In Australia, a further 77 Covid-19 cases were reported in NSW yesterday, with the State Premier saying she expected daily cases to top 100 soon, raising the prospect of an extended lockdown in the city. This implies some downside risk to the economic outlook, although markets have been little affected so far.
In the domestic rates market, swap rates edged slightly higher (10-year +2bps to 1.76%) while government bond yields continued to push lower (10-year -2bps to 1.66%). The NZ 10-year bond yield fell 16bps last week, although there should be some reversal this morning, reflecting the moves in global rates on Friday night.
The RBNZ kept its bond buying unchanged for this week, at $200m, despite evident signs of strong investor demand for New Zealand bonds (as reflected in the sharp rise in swap spreads last week). The market will be looking for guidance from the RBNZ on its bond buying at its Monetary Policy Report this Wednesday.

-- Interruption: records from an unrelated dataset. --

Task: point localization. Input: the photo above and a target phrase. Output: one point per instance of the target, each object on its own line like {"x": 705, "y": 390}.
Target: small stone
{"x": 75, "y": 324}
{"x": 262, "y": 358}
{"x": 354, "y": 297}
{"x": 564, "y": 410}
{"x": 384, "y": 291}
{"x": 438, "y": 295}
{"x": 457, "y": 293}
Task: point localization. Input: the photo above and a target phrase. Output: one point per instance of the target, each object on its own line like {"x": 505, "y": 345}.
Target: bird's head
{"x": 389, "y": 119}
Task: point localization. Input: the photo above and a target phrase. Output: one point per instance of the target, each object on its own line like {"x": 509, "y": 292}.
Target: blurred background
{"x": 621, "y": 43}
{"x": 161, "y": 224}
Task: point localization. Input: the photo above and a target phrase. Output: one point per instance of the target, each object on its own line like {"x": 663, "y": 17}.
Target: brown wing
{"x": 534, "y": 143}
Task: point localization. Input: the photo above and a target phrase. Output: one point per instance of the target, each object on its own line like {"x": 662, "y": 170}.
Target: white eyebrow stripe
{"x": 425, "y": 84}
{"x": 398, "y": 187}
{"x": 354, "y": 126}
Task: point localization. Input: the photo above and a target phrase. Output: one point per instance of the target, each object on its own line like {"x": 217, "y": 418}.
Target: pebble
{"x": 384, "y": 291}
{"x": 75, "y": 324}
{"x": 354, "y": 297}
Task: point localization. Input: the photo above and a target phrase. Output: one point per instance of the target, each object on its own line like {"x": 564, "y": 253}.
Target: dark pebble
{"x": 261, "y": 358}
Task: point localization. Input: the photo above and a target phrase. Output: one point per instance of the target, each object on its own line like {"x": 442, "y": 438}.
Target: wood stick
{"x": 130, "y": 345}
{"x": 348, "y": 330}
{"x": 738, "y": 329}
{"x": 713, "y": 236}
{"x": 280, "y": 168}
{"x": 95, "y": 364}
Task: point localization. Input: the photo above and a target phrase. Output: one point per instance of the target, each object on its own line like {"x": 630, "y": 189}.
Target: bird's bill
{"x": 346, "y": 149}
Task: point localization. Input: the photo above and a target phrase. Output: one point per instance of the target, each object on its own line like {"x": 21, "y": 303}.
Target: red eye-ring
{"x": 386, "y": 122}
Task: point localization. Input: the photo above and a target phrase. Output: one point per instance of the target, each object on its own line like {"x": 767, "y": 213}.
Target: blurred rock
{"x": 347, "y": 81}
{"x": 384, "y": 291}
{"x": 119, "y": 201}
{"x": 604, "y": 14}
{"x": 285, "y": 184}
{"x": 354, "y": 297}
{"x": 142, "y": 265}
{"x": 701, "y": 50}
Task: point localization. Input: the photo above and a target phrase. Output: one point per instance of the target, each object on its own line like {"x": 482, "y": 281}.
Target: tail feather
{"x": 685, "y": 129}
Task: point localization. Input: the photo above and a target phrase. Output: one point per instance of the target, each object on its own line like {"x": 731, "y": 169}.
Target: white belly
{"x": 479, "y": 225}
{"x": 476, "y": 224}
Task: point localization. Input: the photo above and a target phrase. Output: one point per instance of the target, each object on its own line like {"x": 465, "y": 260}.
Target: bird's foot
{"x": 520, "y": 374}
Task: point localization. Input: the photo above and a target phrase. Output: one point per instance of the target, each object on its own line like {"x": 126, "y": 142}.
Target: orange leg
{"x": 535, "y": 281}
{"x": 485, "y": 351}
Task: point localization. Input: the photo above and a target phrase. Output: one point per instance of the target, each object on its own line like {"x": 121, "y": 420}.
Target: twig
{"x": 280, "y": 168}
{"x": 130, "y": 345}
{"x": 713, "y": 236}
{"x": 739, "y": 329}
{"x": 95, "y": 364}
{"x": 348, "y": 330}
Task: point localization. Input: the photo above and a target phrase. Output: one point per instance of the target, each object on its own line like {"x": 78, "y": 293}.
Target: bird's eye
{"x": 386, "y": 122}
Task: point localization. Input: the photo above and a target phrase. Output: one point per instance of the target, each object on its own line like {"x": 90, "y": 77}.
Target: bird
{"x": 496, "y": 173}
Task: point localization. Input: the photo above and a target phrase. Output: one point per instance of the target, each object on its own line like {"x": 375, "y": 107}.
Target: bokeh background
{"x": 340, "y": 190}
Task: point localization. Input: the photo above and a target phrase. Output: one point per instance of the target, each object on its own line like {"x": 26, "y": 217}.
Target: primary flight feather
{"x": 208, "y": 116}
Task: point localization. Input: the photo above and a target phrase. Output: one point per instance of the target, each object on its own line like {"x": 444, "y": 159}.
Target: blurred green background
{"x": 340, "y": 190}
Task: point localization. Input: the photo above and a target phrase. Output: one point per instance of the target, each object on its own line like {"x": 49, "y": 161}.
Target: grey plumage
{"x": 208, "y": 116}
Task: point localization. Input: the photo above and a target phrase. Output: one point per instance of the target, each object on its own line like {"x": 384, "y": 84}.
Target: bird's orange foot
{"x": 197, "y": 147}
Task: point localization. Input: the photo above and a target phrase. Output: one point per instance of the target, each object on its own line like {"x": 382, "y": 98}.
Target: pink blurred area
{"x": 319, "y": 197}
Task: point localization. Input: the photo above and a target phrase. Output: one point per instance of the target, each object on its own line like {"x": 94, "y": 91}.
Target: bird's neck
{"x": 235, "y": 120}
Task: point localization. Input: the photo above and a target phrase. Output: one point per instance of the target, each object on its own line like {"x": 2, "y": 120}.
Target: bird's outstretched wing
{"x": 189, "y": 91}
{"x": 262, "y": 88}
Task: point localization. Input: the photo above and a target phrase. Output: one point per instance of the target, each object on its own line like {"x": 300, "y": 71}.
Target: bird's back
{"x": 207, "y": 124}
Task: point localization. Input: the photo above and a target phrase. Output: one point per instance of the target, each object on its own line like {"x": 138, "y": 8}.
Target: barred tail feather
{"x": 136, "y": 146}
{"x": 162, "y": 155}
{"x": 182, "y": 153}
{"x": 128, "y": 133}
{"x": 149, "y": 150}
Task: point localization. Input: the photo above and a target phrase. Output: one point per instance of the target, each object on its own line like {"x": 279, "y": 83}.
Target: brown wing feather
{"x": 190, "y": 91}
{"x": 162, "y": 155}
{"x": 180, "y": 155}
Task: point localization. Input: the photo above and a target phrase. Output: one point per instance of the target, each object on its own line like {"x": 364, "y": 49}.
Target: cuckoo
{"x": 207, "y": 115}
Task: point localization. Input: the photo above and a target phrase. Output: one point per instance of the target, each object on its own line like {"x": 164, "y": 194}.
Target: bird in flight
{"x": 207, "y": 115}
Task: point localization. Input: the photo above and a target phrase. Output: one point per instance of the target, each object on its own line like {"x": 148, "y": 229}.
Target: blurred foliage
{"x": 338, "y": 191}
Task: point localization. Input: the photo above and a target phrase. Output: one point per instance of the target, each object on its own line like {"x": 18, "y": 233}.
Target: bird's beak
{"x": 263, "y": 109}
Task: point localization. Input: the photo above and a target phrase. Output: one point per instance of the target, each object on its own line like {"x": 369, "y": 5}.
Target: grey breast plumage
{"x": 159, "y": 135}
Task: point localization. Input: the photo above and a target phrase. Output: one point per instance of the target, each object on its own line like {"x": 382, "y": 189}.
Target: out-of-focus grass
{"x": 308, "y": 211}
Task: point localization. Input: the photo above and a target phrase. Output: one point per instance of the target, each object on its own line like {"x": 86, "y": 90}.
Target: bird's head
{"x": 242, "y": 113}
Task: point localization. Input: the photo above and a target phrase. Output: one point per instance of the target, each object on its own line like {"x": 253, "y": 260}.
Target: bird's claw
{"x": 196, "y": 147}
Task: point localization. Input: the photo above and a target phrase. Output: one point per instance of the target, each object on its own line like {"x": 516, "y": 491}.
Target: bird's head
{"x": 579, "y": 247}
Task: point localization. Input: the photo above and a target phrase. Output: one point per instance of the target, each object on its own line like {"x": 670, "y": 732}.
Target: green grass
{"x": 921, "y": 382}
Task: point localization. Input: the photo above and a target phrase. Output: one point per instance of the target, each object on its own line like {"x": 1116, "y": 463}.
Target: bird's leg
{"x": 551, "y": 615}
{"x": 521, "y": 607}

It’s a big week ahead, both in NZ and offshore. The RBNZ MPR is on Wednesday while CPI is released on Friday, where we are looking for a 0.7% quarterly increase, taking the annual rate to 2.7%. The market will also closely watch the core inflation figures, which were already around the 2% target midpoint last time and are surely biased higher. In Australia, our NAB colleagues look for a slightly below-consensus 10k increase in jobs in June, after May’s blockbuster 115k increase. China’s monthly activity indicators and GDP are released on Friday, with consensus for the latter at +1% q/q growth in Q2. In the US, CPI and retail sales are released, Chair Powell testifies to the Senate and House and corporate earnings season gets underway. Meanwhile, the Bank of Canada meets, with the market looking for it to taper its bond buying from $3b/week to $2b/week.